4. What the lab computes

  • Whether the selected objects are the same Java reference.
  • Whether anchor.equals(target) and target.equals(anchor) agree.
  • Whether equal objects land in the same hashCode bucket.
  • Whether HashSet, HashMap, and Stream.distinct() behave safely.
  • Whether the selected rule creates JPA id, Hibernate proxy, mutation, or inheritance risks.

5. Strategy matrix

StrategyWhen A equals BProduction risk
Java defaultOnly the same memory referenceTwo objects with the same business meaning still look different.
Business keySame tenant plus normalized party numberChanging the key after putting the object in a HashMap breaks lookup.
Role-strictSame tenant, employee number, and concrete rolePrevents Trader and Manager from collapsing into one broad employee value.
JPA idSame persisted database idNull ids on new entities must never make two transient objects equal.
Proxy-safe JPASame persistent class and id after Hibernate proxy unwrappingAvoids getClass-based false negatives when Hibernate creates proxy classes.

6. Collection behavior

Equality Lab does not stop at equals. It shows what the decision does inside everyday Java structures, because most real bugs appear when an object becomes a key, set element, cache entry, stream value, or retry marker.

StructureVisible behaviorWhy it matters
ListKeeps both objectsList does not remove duplicates unless you ask it to.
HashSetKeeps one or twoDepends on equals and hashCode together.
HashMap keyFinds or misses valueLookup needs the same hash bucket and equals match.
Stream.distinct()Merges or keeps bothUses equals through an internal distinct set.

7. Spring Boot API shape

  • GET /api/equality-lab/strategies lists strategy options.
  • GET /api/equality-lab/presets lists domain scenarios.
  • POST /api/equality-lab/evaluate returns equality, hash, collection, contract, and domain-relation results.
  • GET /actuator/health/liveness andGET /actuator/health/readiness support Kubernetes probes.
  • GET /actuator/prometheus exposes request and strategy metrics.
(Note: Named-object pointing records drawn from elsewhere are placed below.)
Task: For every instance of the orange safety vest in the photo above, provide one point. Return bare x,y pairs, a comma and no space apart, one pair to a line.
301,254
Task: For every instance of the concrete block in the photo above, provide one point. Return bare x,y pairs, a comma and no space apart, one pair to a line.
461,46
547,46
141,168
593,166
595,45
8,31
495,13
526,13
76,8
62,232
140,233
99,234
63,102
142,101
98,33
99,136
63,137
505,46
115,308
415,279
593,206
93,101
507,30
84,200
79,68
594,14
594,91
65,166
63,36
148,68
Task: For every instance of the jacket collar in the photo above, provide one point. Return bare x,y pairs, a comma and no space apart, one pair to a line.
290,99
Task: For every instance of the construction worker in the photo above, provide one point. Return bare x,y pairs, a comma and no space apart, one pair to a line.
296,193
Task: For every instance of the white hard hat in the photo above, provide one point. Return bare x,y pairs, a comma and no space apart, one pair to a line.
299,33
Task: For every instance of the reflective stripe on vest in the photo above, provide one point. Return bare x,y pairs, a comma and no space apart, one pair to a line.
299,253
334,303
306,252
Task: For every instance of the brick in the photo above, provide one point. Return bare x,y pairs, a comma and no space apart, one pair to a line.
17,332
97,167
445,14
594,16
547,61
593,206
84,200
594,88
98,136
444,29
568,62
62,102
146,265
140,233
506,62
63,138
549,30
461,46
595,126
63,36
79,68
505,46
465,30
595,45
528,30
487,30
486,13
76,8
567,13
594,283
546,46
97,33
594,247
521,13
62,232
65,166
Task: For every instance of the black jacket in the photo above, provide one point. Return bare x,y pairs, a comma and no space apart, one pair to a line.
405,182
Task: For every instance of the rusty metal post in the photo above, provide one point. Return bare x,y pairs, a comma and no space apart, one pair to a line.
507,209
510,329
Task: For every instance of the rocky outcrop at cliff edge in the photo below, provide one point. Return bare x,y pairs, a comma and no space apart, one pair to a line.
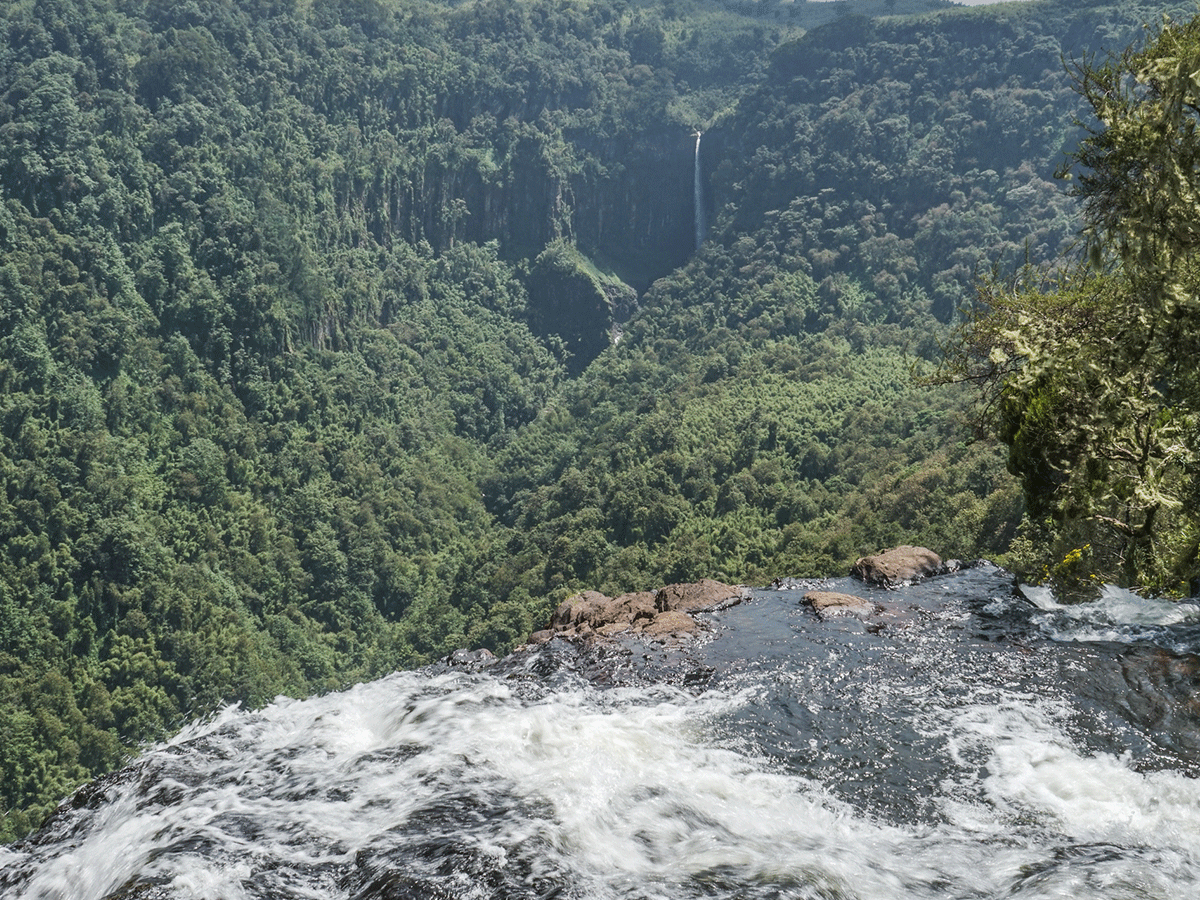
660,615
899,565
828,604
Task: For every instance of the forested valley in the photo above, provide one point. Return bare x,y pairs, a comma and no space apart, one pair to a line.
336,335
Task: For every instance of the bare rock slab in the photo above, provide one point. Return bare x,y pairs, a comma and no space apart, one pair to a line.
655,613
899,565
828,604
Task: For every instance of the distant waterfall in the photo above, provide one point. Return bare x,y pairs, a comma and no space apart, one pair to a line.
697,196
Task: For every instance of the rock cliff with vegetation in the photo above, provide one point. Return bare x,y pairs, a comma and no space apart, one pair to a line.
309,318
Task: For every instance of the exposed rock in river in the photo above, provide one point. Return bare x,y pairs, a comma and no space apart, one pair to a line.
661,615
900,565
829,603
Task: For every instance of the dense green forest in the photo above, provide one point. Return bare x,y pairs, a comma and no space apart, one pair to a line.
336,335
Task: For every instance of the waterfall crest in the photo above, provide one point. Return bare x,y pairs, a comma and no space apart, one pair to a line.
697,196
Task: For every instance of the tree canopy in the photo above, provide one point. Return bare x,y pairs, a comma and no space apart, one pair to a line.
1089,370
336,335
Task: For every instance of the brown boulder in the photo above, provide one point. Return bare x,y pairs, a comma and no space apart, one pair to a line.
828,604
899,565
695,597
657,615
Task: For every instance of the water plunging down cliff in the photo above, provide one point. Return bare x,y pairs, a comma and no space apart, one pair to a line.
958,741
697,195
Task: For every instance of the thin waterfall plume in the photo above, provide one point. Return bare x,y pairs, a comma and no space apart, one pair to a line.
697,196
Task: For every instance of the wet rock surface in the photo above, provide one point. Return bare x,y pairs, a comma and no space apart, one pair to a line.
900,565
664,615
828,604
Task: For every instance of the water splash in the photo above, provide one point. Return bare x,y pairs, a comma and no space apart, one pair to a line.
697,196
790,771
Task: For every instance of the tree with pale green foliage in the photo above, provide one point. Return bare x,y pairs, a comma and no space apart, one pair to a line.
1089,372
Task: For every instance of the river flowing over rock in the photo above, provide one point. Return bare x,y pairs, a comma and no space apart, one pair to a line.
963,741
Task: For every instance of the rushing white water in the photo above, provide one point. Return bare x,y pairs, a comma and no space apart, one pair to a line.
793,759
697,196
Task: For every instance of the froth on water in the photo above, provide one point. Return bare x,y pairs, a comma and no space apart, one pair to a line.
767,780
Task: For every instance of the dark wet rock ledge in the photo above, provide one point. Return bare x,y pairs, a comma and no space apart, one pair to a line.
664,615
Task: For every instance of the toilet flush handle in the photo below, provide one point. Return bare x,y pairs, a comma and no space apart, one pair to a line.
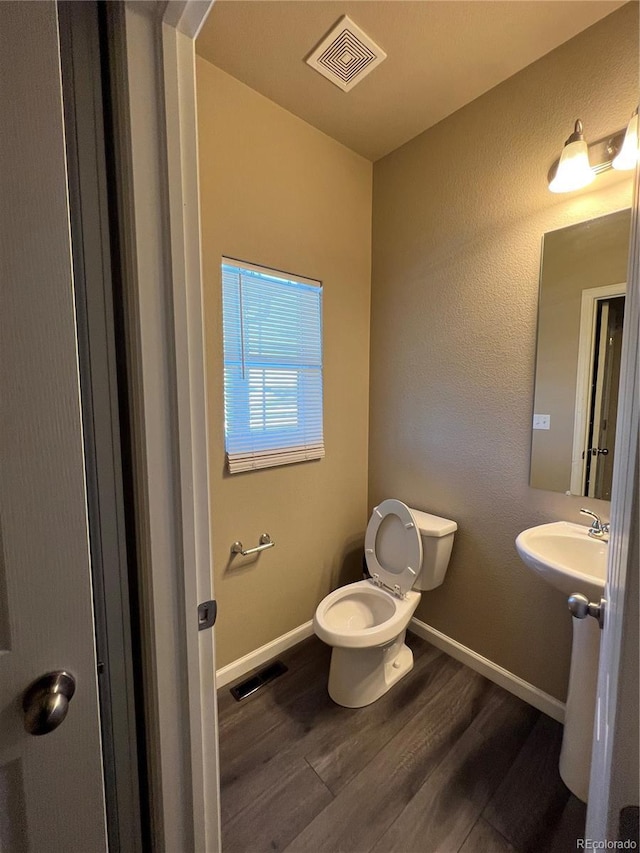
581,607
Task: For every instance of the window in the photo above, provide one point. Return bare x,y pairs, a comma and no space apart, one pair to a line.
272,324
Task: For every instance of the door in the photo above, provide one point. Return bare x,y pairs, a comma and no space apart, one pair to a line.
605,399
51,788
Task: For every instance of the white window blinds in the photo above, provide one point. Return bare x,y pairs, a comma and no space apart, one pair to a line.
272,326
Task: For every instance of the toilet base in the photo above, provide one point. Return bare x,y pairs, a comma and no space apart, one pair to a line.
357,677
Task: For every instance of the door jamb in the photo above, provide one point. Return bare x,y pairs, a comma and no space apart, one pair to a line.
153,75
618,649
590,298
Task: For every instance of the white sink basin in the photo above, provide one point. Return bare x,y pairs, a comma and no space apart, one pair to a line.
566,557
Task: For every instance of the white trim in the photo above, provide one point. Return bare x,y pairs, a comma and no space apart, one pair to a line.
618,649
188,325
549,705
590,297
241,666
156,140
8. Failure modes the project exposes

  • Parent-child inheritance equality that breaks symmetry
  • Too-broad employee equality that merges different role records
  • hashCode mismatch after equals returns true
  • OR-based identity rules that break transitivity
  • Hibernate proxy equality where getClass and proxy classes disagree
  • Transient JPA entities with null ids accidentally comparing equal
  • Mutable fields used inside hashCode while objects live in HashSet or HashMap
  • Unnormalized business keys such as SWIFT code, tenant id, email, or customer number

9. Delivery plan

The deployment should match the existing Strato pattern: app repo produces an immutable image and supply-chain evidence, deploy repo owns Kustomize desired state, and Argo CD rolls the service into K3s.

  • Build and test the Spring Boot API in GitLab CI.
  • Build the container image with an immutable digest.
  • Generate SBOM with Syft and scan with Trivy.
  • Apply a release policy instead of blindly promoting every image.
  • Sign the image digest with Cosign.
  • Open a deploy repo merge request that updates the Kubernetes manifest.
  • Let Argo CD reconcile the merged desired state into K3s.

10. Kubernetes shape

  • Deployment runs equality-lab-api as a non-root Spring Boot container.
  • Service exposes the pod inside the cluster.
  • ServiceMonitor scrapes actuator metrics.
  • HPA scales under CPU and memory pressure.
  • NetworkPolicy limits which pods can call the API.
  • ArgoCD Application connects the deploy repo path to the cluster.

11. Engineering takeaways

Equality Lab is small enough to understand, but deep enough to show senior engineering judgment. It connects a core Java language feature to domain design, inheritance, JPA, collections, API contracts, CI/CD, supply-chain checks, Kubernetes deployment, and observability.